Background
We examined whether childhood conduct problems predicted a wide range of adverse outcomes in emerging adulthood and whether the association with internalizing problems remained after adjusting for general comorbidity and externalizing problems.
Methods
Participants were 18,649 twins from the Child and Adolescent Twin Study in Sweden. At age 9/12, parents rated their children on eight conduct problems. Adverse outcomes were retrieved from national registers in emerging adulthood (median follow‐up time = 9.2 years), including diagnoses of six psychiatric disorders, prescriptions of antidepressants, suicide attempts, criminality, high school ineligibility, and social welfare recipiency. We estimated risk for the separate outcomes and examined if conduct problems predicted an internalizing factor above and beyond a general comorbidity and an externalizing factor. We used twin analyses to estimate genetic and environmental contributions to these associations.
Results
On the average, each additional conduct symptom in childhood was associated with a 32% increased risk of the adverse outcomes in emerging adulthood (mean hazard ratio = 1.32; range = 1.16, 1.56).

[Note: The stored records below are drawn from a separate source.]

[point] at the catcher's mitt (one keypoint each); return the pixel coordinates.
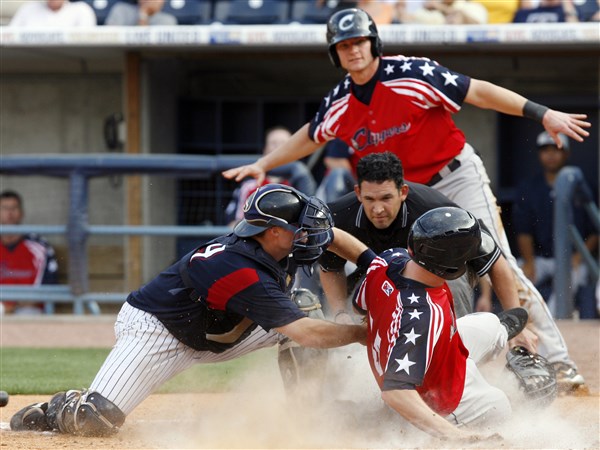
(536, 376)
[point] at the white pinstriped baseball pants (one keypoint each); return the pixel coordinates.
(469, 187)
(146, 355)
(485, 338)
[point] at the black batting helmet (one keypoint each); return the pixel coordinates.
(277, 205)
(443, 240)
(351, 23)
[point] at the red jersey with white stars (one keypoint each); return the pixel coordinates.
(406, 109)
(412, 338)
(30, 261)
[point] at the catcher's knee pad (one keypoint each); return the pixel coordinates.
(84, 413)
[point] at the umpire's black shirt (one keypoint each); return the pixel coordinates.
(349, 215)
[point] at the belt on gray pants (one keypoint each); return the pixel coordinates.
(447, 169)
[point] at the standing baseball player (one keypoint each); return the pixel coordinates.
(380, 213)
(223, 300)
(404, 105)
(424, 360)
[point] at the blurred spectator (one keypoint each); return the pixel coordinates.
(503, 11)
(533, 219)
(441, 12)
(295, 174)
(383, 12)
(54, 13)
(548, 11)
(587, 10)
(339, 178)
(144, 12)
(25, 259)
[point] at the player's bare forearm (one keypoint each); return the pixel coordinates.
(317, 333)
(503, 283)
(296, 147)
(490, 96)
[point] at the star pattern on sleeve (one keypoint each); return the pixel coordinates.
(415, 314)
(427, 69)
(411, 337)
(413, 298)
(404, 364)
(450, 79)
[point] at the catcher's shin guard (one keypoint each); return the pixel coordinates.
(303, 367)
(84, 413)
(537, 378)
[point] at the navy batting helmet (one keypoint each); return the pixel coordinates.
(277, 205)
(444, 239)
(351, 23)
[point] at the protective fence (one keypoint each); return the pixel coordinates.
(79, 169)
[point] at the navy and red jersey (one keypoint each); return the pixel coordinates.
(30, 261)
(235, 286)
(405, 109)
(412, 339)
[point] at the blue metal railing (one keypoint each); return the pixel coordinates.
(570, 187)
(79, 168)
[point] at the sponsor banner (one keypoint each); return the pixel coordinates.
(296, 35)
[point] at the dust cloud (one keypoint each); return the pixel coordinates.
(346, 411)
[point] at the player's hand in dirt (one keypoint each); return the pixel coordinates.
(525, 338)
(571, 125)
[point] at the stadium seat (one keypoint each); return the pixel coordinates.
(189, 12)
(308, 12)
(101, 8)
(250, 12)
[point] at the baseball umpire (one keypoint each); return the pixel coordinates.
(424, 360)
(404, 105)
(223, 300)
(380, 213)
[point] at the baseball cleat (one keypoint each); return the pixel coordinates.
(514, 320)
(567, 377)
(31, 418)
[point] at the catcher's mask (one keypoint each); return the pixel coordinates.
(351, 23)
(444, 239)
(283, 206)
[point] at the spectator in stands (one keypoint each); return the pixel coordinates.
(588, 10)
(295, 174)
(504, 11)
(441, 12)
(548, 11)
(54, 13)
(533, 219)
(339, 178)
(25, 259)
(145, 12)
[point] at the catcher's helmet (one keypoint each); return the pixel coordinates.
(444, 239)
(277, 205)
(351, 23)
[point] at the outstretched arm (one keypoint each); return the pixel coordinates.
(317, 333)
(490, 96)
(296, 147)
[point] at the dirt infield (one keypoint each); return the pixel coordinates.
(258, 415)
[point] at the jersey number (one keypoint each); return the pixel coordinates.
(208, 251)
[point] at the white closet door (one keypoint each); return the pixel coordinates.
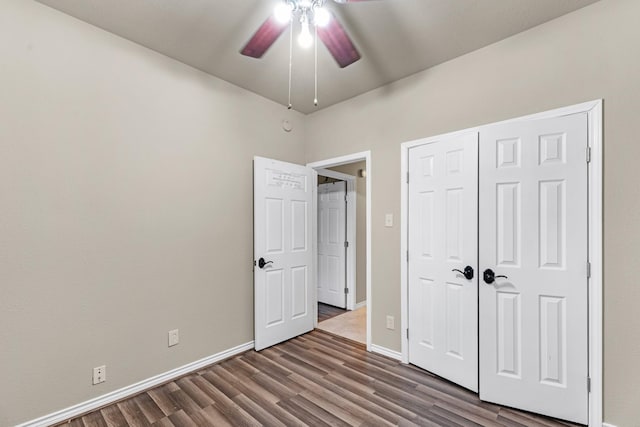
(284, 275)
(332, 219)
(533, 230)
(443, 304)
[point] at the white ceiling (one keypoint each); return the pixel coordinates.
(396, 38)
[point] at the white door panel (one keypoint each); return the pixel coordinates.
(533, 216)
(283, 201)
(443, 304)
(332, 217)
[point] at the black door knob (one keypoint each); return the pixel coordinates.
(489, 276)
(262, 263)
(467, 273)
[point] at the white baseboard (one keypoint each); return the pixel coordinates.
(360, 305)
(114, 396)
(386, 352)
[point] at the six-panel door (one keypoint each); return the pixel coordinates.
(443, 304)
(284, 285)
(533, 229)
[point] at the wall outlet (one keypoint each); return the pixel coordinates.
(388, 220)
(99, 374)
(391, 322)
(174, 337)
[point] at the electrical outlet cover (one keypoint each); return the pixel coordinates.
(174, 337)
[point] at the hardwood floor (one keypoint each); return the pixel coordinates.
(326, 311)
(317, 379)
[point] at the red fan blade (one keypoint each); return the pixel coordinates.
(262, 40)
(338, 42)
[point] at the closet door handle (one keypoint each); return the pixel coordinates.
(262, 263)
(489, 276)
(467, 273)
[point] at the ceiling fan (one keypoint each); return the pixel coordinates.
(308, 13)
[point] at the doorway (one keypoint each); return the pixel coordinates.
(355, 171)
(341, 256)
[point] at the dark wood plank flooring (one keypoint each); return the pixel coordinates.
(326, 311)
(317, 379)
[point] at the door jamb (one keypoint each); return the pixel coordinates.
(338, 161)
(594, 111)
(351, 232)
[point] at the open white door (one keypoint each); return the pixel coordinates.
(284, 272)
(533, 239)
(332, 219)
(443, 224)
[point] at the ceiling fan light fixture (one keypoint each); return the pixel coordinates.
(283, 12)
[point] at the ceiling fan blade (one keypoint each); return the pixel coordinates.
(263, 38)
(336, 39)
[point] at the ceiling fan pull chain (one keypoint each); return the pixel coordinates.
(290, 59)
(315, 42)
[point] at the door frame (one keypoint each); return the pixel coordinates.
(594, 111)
(339, 161)
(350, 259)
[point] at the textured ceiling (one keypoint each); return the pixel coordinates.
(396, 38)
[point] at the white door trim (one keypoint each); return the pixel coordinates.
(351, 231)
(343, 160)
(594, 113)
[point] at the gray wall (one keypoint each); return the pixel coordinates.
(589, 54)
(125, 209)
(361, 227)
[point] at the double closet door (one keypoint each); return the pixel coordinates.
(497, 264)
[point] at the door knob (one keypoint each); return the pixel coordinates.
(467, 273)
(262, 263)
(489, 276)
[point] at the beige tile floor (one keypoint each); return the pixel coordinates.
(352, 325)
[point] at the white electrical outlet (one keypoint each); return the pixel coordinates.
(388, 220)
(174, 337)
(391, 322)
(99, 374)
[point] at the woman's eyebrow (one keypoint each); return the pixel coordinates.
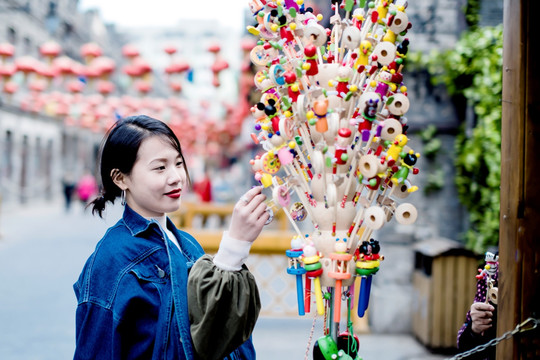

A latent childhood conduct problems factor predicted the internalizing factor in emerging adulthood (βboys = .24, standard error, SE = 0.03; βgirls = .17, SE = 0.03), above and beyond its association with the externalizing (βboys = 0.21, SE = 0.04; βgirls = 0.17, SE = 0.05) and general factors (βboys = 0.45, SE = 0.03; βgirls = 0.34, SE = 0.04). These associations were differentially influenced by genetic and environmental factors.
Conclusions
It is important to monitor boys and girls with conduct problems not only for future externalizing problems, but also for future internalizing problems. Prevention of specific outcomes, however, might require interventions at different levels.